Week of 121001

Daily WLCG Operations Call details

To join the call, at 15.00 CE(S)T Monday to Friday inclusive (in CERN 513 R-068) do one of the following:

  1. Dial +41227676000 (Main) and enter access code 0119168, or
  2. To have the system call you, click here
  3. The scod rota for the next few weeks is at ScodRota

WLCG Service Incidents, Interventions and Availability, Change / Risk Assessments

VO Summaries of Site Usability SIRs, Open Issues & Broadcasts Change assessments
ALICE ATLAS CMS LHCb WLCG Service Incident Reports WLCG Service Open Issues Broadcast archive CASTOR Change Assessments

General Information

General Information GGUS Information LHC Machine Information
CERN IT status board M/W PPSCoordinationWorkLog WLCG Baseline Versions WLCG Blogs   GgusInformation Sharepoint site - Cooldown Status - News


Monday

Attendance: local (AndreaV, Luc, Ian, Jan, Maarten, Luca, Ivan, MariaD); remote (Michael/BNL, Rolf/IN2P3, Saerda/NDGF, Pavel/KIT, Jhen-Wei/ASGC, John/RAL, Jeremy/GridPP, Rob/OSG, Onno/NLT1; Vladimir/LHCb).

Experiments round table:

  • ATLAS reports -
    • CERN/T0
      • NTR
      • [Luca: DB replication latency has increased, we are investigating the root causes for this.
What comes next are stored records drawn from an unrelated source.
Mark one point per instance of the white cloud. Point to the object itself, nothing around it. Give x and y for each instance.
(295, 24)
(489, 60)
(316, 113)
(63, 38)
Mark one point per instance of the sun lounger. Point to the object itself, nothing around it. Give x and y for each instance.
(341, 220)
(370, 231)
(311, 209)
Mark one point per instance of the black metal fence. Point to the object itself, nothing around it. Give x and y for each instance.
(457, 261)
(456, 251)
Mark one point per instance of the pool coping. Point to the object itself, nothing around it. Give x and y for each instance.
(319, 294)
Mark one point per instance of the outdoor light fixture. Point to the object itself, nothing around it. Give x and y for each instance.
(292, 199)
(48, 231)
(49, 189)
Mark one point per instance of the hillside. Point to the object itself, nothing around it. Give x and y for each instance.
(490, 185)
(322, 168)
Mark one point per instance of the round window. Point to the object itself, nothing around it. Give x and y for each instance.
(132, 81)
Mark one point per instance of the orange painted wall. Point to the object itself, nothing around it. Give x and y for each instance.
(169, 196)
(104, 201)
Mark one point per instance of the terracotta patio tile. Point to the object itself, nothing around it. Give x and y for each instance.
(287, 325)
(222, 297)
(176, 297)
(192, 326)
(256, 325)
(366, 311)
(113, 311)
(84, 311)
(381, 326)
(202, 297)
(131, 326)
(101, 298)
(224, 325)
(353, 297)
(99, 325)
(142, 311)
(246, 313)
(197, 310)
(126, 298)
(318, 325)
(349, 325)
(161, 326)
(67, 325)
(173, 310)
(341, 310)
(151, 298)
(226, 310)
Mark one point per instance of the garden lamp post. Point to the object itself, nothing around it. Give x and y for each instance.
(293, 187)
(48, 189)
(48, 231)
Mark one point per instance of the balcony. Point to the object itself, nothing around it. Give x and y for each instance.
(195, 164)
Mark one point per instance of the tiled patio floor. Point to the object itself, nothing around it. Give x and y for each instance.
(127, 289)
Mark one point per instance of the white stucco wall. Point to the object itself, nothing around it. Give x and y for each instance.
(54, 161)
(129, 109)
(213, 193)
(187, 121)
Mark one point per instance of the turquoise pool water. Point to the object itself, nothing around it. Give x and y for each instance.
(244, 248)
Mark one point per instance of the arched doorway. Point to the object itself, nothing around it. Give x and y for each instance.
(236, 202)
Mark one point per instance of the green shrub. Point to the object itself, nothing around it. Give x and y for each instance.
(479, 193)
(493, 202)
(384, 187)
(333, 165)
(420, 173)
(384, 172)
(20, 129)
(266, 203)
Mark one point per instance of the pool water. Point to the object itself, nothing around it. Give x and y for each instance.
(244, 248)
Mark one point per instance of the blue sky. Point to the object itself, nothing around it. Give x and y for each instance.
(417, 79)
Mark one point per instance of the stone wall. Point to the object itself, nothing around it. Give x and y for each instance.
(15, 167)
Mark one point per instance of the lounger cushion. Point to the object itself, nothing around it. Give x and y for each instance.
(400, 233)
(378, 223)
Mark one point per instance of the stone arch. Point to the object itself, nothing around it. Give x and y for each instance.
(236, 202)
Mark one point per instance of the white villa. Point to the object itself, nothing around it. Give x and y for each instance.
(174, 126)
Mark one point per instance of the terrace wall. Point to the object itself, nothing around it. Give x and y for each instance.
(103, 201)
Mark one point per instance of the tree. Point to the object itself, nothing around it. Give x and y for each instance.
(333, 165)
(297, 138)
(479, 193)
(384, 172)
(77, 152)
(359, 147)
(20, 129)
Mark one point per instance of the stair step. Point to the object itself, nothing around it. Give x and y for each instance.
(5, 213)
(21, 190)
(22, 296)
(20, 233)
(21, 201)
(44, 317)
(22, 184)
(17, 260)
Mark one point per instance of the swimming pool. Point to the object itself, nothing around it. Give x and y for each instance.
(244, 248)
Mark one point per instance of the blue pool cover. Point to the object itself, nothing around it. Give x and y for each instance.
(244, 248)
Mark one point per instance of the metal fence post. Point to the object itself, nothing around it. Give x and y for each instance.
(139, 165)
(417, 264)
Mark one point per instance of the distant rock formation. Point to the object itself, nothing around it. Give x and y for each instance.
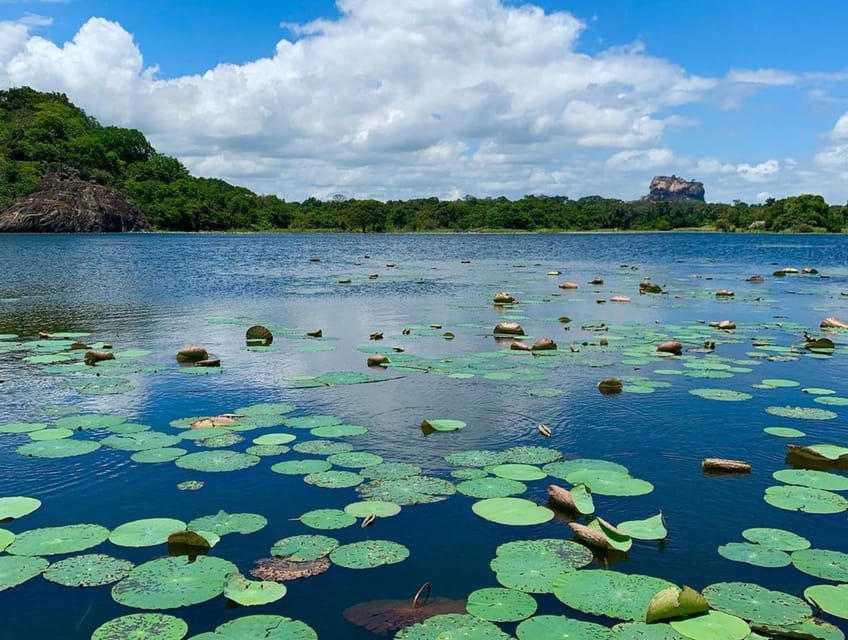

The backlog has been reabsorbed in any case.]
    • T1
      • RAL failing jobs because of put errors. Also transfer errors including T0 export on Sunday. DB problem. (GGUS:86552) (GGUS:86541)
      • BNL-ASGC transfer errors. Both ends are investigating. (GGUS:86537) [Michael: issues seems to be due to too many transfers that queue up at the receiving end, causing SRM to stop responding. Jhen-Wei changed the ASGC config for the transfer channels to fix the issue.]

  • CMS reports -
    • LHC / CMS
      • NTR
    • CERN / central services and T0
      • NTR
    • Tier-1/2:
      • A number of glide-in issues reported last night. Lack of jobs being scheduled. Did not necessarily appear to be a site issue.

  • ALICE reports -
    • CERN: central AliEn services are down for upgrades since 10:00 CEST, should finish later this afternoon.

  • LHCb reports -
    • Running user analysis, prompt reconstruction and stripping at T0 and T1s
    • Simulation at T2s
    • Reprocessing at T1s and selected T2s
    • T0:
      • CERN : cleaning TMPDIR on lxbatch (GGUS:86039 )
      • CERN : problem of protocol supported by EOS (GGUS:86226) only gsiftp is supported which prevent access to the DATA from our framework. [Jan: received a new version of the software and will try that out. There is also a workaround in place. Maarten: workaround is working but is quite ugly. Vladimir: yes workaround is working ok.]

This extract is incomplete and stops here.